On May 01 2025 18:55 Belisarius wrote:I am very sceptical that there is any way to watermark an image that can't be reverse-engineered, either by AI or just good-old-fashioned human hackery.
The fundamental issue is that if the image and its watermark are self-contained - that is, anyone receiving a copy of the image can validate it without access to the source - the validation system is public, by definition. But if the validation system is public, you have everything you need to reverse-engineer it, or for an AI to learn to fake it.
Most of the big players have signed onto a thing called
C2CA, led by Adobe, which is basically just a very detailed blob of metadata that lives alongside the image. The idea is straightforward: everything that happens to the image from creation through modification through publication is supposed to be tracked, signed, and stapled to the image. It's a good idea in theory, and its got an impressive sign-on list, from Google to Meta to OpenAI.
+ Show Spoiler +The issue is that it's just a sidecar, sent around with the image. The critical security information is there in the file, and can therefore be modified just like the file itself. Yes, there's a signing system via Adobe, Microsoft etc, but those signatures don't validate the source, they just certify that some image, and not even necessarily the
same image, was sent to Adobe by person X on date Y.
There are plenty of
examples of people transplanting certificates and hacking the dates to get a AI-generated image that reads as certified by Adobe on a date three weeks in the future, and so on. Yes, that stuff makes it a bit harder, but "a bit harder" is very underwhelming for such a big-name push on such a critical problem.

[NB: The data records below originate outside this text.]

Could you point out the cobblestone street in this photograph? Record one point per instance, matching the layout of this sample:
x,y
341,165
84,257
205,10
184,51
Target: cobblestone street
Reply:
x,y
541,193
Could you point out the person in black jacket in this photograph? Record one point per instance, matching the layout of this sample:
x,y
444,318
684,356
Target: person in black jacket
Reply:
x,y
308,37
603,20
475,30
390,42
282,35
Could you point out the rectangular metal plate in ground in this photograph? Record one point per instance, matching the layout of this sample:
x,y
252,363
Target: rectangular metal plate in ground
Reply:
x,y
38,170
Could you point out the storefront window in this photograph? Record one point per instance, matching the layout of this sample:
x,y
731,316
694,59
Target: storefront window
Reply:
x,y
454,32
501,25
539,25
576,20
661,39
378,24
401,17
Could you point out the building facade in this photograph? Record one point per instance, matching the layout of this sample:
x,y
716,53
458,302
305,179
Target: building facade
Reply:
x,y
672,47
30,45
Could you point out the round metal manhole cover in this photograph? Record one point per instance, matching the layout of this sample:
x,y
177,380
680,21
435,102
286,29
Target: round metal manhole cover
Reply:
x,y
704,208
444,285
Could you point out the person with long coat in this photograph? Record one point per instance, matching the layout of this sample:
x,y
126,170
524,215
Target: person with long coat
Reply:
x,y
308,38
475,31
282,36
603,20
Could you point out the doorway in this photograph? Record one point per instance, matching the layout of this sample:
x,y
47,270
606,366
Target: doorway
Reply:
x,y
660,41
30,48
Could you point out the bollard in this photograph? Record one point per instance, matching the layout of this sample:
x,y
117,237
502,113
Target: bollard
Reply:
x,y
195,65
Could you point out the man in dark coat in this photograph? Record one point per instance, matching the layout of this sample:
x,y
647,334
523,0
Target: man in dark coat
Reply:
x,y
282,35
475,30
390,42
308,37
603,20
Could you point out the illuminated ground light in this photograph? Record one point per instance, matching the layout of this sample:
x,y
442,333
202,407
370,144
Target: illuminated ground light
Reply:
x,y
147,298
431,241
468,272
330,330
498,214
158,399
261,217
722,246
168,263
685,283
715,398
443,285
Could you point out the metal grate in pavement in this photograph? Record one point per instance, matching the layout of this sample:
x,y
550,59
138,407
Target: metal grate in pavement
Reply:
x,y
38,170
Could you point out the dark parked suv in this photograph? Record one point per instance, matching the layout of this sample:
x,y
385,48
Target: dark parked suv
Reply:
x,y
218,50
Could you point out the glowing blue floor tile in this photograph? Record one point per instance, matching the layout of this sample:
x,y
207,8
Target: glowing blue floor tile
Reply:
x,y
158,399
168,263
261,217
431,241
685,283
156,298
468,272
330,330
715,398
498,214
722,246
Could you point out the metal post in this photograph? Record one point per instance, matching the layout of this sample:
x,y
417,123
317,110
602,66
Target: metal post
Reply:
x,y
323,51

The only way to dodge the arms-race is to have a validation system that is
not self-contained. Basically you'd need the C2CA history, but with each step verified live by the actual providers using a chain of credentials and hashes embedded in the file. All the camera manufacturers would have to verify and store details of every signed photo taken with their gear, Adobe would have to verify and track the edit history for every signed file, NYT would track the photos they published, etc etc. Everyone would have to provide some kind of interface for queries.
Then when you wanted to validate an image, you'd ping NYT and Adobe and Canon with credentials embedded in the file, probably along with some kind of hash of the image as-received, and then you'd have to reconstruct the chain and check whether it still matched.
That's expensive as
hell for everyone involved. But it might work, and that's better than anything else I've seen proposed.